Defendant contends that his plea should be vacated because it was coerced by Supreme Court's repeated emphasis on what the potential sentence could be after a trial. “Although defendant's contention that the plea was not knowingly, voluntarily and intelligently entered survives the valid waiver of the right to appeal” ( People v. Garner, 111 A.D.3d 1421, 1421, 974 N.Y.S.2d 868), he “failed to preserve for our review his contention that his guilty plea was coerced by [the court] inasmuch as he failed to raise that issue in his motion to withdraw his plea ... and failed to move to vacate the judgment of conviction on that ground” ( People v. Robinson, 64 A.D.3d 1248, 1248, 881 N.Y.S.2d 356,lv. denied13 N.Y.3d 862, 891 N.Y.S.2d 696, 920 N.E.2d 101;see People v.
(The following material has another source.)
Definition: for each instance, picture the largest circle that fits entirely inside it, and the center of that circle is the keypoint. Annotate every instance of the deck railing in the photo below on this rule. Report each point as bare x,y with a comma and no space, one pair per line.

Carlisle, 50 A.D.3d 1451, 1452, 856 N.Y.S.2d 410,lv. denied10 N.Y.3d 957, 863 N.Y.S.2d 141, 893 N.E.2d 447). In any event, defendant's contention lacks merit. “Although it is well settled that ‘[a] defendant may not be induced to plead guilty by the threat of a heavier sentence if he [or she] decides to proceed to trial’ ..., the statements of the court at issue ... ‘amount to a description of the range of the potential sentences' rather than impermissible coercion” ( People v. Boyde, 71 A.D.3d 1442, 1443, 897 N.Y.S.2d 570,lv. denied15 N.Y.3d 747, 906 N.Y.S.2d 820, 933 N.E.2d 219). “ ‘The fact that defendant may have pleaded guilty to avoid receiving a harsher sentence does not render his plea coerced’ ” ( id.). Contrary to defendant's further contention, the court did not err in denying his motion to withdraw his guilty plea on the ground that defense counsel coerced him into pleading guilty. “ ‘The unsupported allegations of defendant that [defense counsel] pressured him into accepting the plea bargain do not warrant vacatur of his plea’ ” ( People v. James, 71 A.D.3d 1465, 1465, 898 N.Y.S.2d 391). To the extent that defendant contends that the plea was not knowing, voluntary and intelligent because he was on medication at the time of the plea colloquy, and thus was unable to understand the nature of the proceedings, that contention “ ‘is belied by the record of the plea proceeding’ ..., which establishes that defendant understood the nature of the proceedings” ( People v. Watkins, 107 A.D.3d 1416, 1417, 966 N.Y.S.2d 637,lv. denied22 N.Y.3d 959, 977 N.Y.S.2d 190, 999 N.E.2d 555).
It is hereby ORDERED that the judgment so appealed from is unanimously affirmed.